Amazon.com, Inc. is an American multinational electronic commerce company with headquarters in Seattle, Washington, United States. It is the world's largest online retailer. Amazon.com started as an online bookstore, but soon diversified, selling DVDs, CDs, video and MP3 downloads/streaming, software, video games, electronics, apparel, furniture, food, toys, and jewelry.
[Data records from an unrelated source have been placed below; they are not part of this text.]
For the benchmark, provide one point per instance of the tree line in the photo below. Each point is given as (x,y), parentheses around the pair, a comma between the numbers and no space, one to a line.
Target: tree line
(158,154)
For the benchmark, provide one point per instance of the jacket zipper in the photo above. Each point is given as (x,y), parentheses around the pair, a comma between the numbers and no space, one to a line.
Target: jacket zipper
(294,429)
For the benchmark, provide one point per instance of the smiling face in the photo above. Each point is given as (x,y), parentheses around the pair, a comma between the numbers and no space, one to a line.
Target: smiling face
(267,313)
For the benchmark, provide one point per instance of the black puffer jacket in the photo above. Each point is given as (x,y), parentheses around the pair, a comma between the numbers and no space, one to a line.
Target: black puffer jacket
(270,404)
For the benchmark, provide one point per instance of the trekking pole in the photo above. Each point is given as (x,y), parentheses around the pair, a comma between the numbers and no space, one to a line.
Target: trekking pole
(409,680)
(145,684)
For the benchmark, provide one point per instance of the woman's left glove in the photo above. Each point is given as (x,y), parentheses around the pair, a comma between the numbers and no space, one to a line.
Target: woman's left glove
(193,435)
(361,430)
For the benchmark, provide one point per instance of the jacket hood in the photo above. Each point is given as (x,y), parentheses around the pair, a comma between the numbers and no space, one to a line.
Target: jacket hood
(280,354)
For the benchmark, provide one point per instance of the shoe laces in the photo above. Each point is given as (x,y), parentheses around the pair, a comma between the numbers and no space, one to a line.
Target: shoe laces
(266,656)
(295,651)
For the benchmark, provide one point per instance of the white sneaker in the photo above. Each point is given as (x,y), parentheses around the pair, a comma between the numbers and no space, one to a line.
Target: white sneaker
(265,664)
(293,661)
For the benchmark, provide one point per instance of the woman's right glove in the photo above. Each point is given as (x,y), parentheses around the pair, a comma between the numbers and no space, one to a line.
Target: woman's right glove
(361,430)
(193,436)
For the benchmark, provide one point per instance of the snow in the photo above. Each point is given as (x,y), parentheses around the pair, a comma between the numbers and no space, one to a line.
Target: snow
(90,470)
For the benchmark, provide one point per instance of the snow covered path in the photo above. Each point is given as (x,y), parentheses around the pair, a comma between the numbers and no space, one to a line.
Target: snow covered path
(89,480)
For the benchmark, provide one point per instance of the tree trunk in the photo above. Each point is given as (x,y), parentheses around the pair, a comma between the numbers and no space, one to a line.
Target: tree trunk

The company also produces consumer electronics—notably the Amazon Kindle e-book reader and the Kindle Fire tablet computer—and is a major provider of cloud computing services.
Jeff Bezos incorporated the company (as Cadabra) in July 1994 and the site went online as Amazon.com in 1995. The company was renamed after the Amazon River, one of the largest rivers in the world, which in turn was named after the Amazons, the legendary nation of female warriors in Greek mythology.
Amazon has separate retail websites for United States, Canada, United
Kingdom, France, Germany, Italy, Spain, Brazil, Japan, and China, with
international shipping to certain other countries for some of its
products. It is also expected to launch its websites in Poland, Netherlands, and Sweden.
History
The company was founded in 1994, spurred by what Bezos called his
"regret minimization framework", which described his efforts to fend off
any regrets for not participating sooner in the Internet business boom
during that time.
In 1994, Bezos left his employment as vice-president of D.E. Shaw, a
Wall Street firm, and moved to Seattle. He began to work on a business
plan for what would eventually become Amazon.com. After reading a report
about the future of the internet which projected annual Web commerce
growth at 2,300%, Bezos created a list of 20 products which could be
marketed online. He narrowed the list to what he felt were the five most
promising products which included: compact discs, computer hardware,
computer software, videos, and books. Bezos finally decided that his new
business would sell books online, due to the large world-wide demand
for literature, the low price points for books, along with the huge
number of titles available in print. Amazon was originally founded in Bezos' garage in Bellevue, Washington.
The company began as an online bookstore. In the first two months of business, Amazon sold to all 50 states and over 45 countries. Within two months, Amazon's sales were up to $20,000/week. While the largest brick and mortar bookstores and mail order catalogs might offer 200,000 titles, an online bookstore could "carry" several times more, since they had an almost unlimited virtual (not actual) warehouse: those of the actual product makers/suppliers. Bezos wanted a name for his company that began with "A" so that it would appear early in alphabetic order. He began looking through the dictionary and settled on "Amazon" because it was a place that was "exotic and different" and it was one of the biggest rivers in the world, as he hoped his company would be. Since 2000, Amazon's logotype has been an arrow leading from A to Z, representing that they carry every product from A to Z.
Amazon was incorporated in 1994, in the state of Washington. In July 1995, the company began service and sold its first book on Amazon.com: Douglas Hofstadter's Fluid Concepts and Creative Analogies: Computer Models of the Fundamental Mechanisms of Thought. In October 1995, the company announced itself to the public. In 1996, it was reincorporated in Delaware. Amazon issued its initial public offering of stock on May 15, 1997, trading under the NASDAQ stock exchange symbol AMAZON, at a price of US$18.00 per share ($1.50 after three stock splits in the late 1990s).
Amazon's initial business plan was unusual - it did not expect to make a profit for four to five years. This "slow" growth caused stockholders to complain about the company not reaching profitability fast enough to justify investing in, or to even survive in the long-term. When the dot-com bubble burst at the start of the 21st Century, destroying many e-companies in the process, Amazon survived, and grew on past the bubble burst to become a huge player in online sales. It finally turned its first profit in the fourth quarter of 2001: $5 million (i.e., 1¢ per share), on revenues of more than $1 billion. This profit margin, though extremely modest, proved to skeptics that Bezos' unconventional business model could succeed. In 1999, Time magazine named Bezos the Person of the Year, recognizing the company's success in popularizing online shopping.
Barnes & Noble sued Amazon on May 12, 1997, alleging that Amazon's claim to be "the world's largest bookstore" was false. Barnes and Noble asserted, It isn't a bookstore at all. It's a book broker." The suit was later settled out of court, and Amazon continued to make the same claim." Walmart sued Amazon on October 16, 1998, alleging that Amazon had stolen their trade secrets by hiring former Walmart executives. Although this suit was also settled out of court, it caused Amazon to implement internal restrictions and the re-assignment of the former Walmart executives.